The study by F.M. van Ottedijk (2012) is combined 28-day repeated dose toxicity with the reproduction/developmental toxicity screening test of MTDID 25575 (trade name Clearlink 1000) in rats by oral gavage followed by a 14- and 28 -day recovery period. The test substance was well tolerated by the animals during the treatment/post-coitum/lactation period, there were no in-life finding indicative of toxicity. Changes in haematology and biochemistry ocurred in males at 10 mg/kg. However, these changes had resolved during the 28 -day recovery period. There were morphological alterations in adrenal glands, kidneys (males only), liver, lungs, mesentric lymph node, prostate gland, skeletal muscle and urinary bladder. Most of the findings were recorded at minor degrees of severity and at incidences slightly above spontaneous background levels, and were essentially reversible within a 14- or 28 -day recovery period.

The skeletal muscle fibre degeneration in males and females at 10 mg/kg occurred in the absence of any supportive clinical signs or changes during functional observation tests or in motor activity, which indicates that the motor-function integrity of rats is not adversely affected. Also, this finding was fully reversible in males within 14 days following the last treatment, and was also seen in three male control animals. Therefore, this lesion was considered not to be adverse in nature within the context of this study.

The urothelial hyperplasia of the urinary bladder in group 3 (males) and 4 (males and femlaes) at the end of treatment and females) at the end of treatment and persisting until the end of the 28 -day treatment free recovery period was considered to be adverse in nature. However, according to expert judgement (Samuel M. Cohen, 2012) MTDID 25575 (trade name Clearlink1000) is a highly irritating chemical that produces urothelial toxicity when administered by oral gavage for twenty-eight days. Clearlink 1000 is non-DNA reactive and non-genotoxic in vivo and it is likely that the non-genotoxic mode of action involves cytotoxicity and regeneration secondary to excretion and concentration of the highly irritative chemical and/or metanoite in the urine. The urothelial hyperplasia is an adaptive response to this irritation. 

No reproduction or developmental toxicity was observed up tot he highest dose level tested (10 mg/kg).

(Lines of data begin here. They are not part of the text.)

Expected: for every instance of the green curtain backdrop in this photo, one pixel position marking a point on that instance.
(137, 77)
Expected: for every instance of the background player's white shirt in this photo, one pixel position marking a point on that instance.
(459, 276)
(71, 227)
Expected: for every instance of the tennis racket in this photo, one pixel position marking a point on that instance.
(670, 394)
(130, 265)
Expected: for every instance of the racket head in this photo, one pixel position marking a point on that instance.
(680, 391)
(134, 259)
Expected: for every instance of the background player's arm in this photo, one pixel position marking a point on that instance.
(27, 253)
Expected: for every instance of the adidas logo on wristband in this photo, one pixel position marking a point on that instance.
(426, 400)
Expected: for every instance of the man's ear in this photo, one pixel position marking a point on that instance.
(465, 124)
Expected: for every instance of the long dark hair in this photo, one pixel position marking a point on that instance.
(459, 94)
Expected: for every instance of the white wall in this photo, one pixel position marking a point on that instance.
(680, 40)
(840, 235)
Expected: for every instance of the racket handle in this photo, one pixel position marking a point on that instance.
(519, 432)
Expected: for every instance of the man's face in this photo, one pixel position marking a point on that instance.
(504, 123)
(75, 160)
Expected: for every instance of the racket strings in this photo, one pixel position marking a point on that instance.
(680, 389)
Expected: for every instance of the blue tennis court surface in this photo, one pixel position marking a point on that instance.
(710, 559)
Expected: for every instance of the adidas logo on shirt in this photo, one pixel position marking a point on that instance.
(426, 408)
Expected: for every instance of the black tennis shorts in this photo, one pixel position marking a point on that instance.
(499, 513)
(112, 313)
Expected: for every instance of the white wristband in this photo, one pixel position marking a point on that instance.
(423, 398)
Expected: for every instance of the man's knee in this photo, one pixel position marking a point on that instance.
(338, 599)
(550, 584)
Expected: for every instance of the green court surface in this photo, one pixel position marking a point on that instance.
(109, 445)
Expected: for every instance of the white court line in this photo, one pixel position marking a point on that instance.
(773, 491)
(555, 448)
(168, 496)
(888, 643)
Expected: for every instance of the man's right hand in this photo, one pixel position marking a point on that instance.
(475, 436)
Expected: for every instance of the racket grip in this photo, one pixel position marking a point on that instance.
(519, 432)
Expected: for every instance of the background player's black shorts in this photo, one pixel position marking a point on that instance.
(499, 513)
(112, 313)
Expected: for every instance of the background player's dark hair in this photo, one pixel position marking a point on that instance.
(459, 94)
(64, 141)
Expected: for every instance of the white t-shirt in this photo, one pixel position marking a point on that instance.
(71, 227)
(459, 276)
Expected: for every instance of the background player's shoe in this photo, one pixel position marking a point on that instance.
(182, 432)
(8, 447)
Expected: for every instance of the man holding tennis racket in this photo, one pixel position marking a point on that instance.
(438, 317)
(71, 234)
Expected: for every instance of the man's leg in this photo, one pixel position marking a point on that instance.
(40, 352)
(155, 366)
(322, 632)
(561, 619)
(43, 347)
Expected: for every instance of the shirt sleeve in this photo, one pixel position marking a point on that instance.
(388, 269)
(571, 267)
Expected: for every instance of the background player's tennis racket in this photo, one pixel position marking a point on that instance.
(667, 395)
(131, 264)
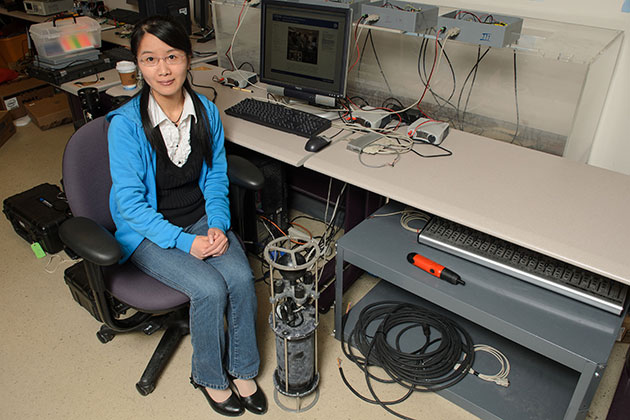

Based on urothelialal hyperplasia of the urinary bladder,the NOAEL-value of 1 mg/kg/day (males) and 3 mg/kg/day (females) were derived. This study was selected as a key study, because of the lower NOAEL and higher reliability.

 


Repeated dose toxicity: via oral route - systemic effects (target organ) urogenital: urinary bladder

Justification for classification or non-classification

MTDID 25575 (trade name Clearlink 1000) caused urothelial hyperplasia of the urinary bladder at 1 mg/kg/day (males) and 3 mg/kg/day (females) in a 28-day repeated dose study by F. M. van Otterdijk et al. (2011). According to expet judgement (Samuel M.Cohen, 2012) the urothelial hyperplasia is an adaptive response to the irritative effects of Clearlink 1000. The mode of action involves cytotoxicity and regeneration secondary to excretion and concentration of the highly irritative chemical and/or metabolite in the urine.

Based on the study results of repeated exposure with rats (F.M. van Otterdijk et al., 2011) and according to Annex I of Regulation (EC) No 1272/2008 and Annex VI of Regulation 67/548/EEC no classification is required.